Ya no tuvimos el privilegio de oír una vez más aquella voz que inundó el espacio y paralizó el tiempo. Era inútil preguntar por ella, tampoco estaba Marjorie. Parecía que nadie más que nosotros dos habíamos sido testigos del espectáculo de la noche anterior; de no haber sido porque me acompañaba Thomas, yo mismo hubiera pensado que todo había sido un delirio disuelto entre el vaho del alcohol.
La arrinconé en mi frágil memoria, como a tantas otras que con diferentes ropajes ante mí se habían desvestido y habrían de hacerlo después. Pero su voz latía en mi inconsciente sin yo saberlo.
Varios meses después, cuando volvimos de nuestro tour por el Caribe, oí de nuevo su voz inconfundible en la televisión. Era la chica del nombre azul. Ahora tenía nombre propio.

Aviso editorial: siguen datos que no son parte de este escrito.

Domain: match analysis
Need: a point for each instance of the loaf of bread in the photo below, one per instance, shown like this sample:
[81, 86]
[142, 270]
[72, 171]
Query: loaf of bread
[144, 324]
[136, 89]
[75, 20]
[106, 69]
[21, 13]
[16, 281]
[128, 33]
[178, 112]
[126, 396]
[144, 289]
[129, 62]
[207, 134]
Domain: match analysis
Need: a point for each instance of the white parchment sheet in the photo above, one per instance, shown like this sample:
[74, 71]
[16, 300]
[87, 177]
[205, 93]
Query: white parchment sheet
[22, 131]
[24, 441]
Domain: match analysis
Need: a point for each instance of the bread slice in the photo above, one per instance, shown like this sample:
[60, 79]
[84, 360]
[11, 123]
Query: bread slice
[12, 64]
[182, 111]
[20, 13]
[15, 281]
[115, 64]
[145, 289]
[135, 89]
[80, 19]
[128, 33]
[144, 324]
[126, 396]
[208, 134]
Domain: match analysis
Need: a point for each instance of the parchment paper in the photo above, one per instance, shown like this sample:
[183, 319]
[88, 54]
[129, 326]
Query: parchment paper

Retorné mentalmente a Santa Lucía. La vi sentada al piano, con apariencia anónima pero voz de estrella. Evidentemente no había pasado desapercibida, ¿o ya había sido percibida por algún magnate de la industria antes de que se exhibiera ante nosotros de aquella manera? Esta vez decía entre acordes de soul y hip-hop:
“ I´d die hundred of times,
everytime you come back with her,
you push me against the black”.
( “Moriría cien veces, cada vez que vuelves con ella, me empujas hacia el lado oscuro”)
Cuando logré alcanzar la pantalla, pude verla de nuevo. Esta vez escondía aún más su fragilidad bajo un moño imposible e indumentaria de diva moderna. Empezaba una meteórica carrera hacia la cumbre del éxito.
A partir de entonces fue Blue en las ondas, Blue en los canales especializados en música, Blue en la prensa discográfica, pero también Blue en los tabloids, bajo la mirada sin descanso de los paparazzi, de la inquisidora opinión del público, de los depredadores de la fama.
Aquel ascenso vertiginoso la sumió en un mundo de excesos y desengaños para convertirla en leyenda con el alto precio que hay que pagar para serlo: tres años más tarde de aquel encuentro fortuito en Playa Reduit, aplacaba su enorme dolor de niña rebelde donde, como decía aquella vieja canción de jazz, “Angels have no thought of ever returning you.” ( “Los ángeles no han pensado nunca en devolverte”).
Descanse en paz, querida Laura Blue.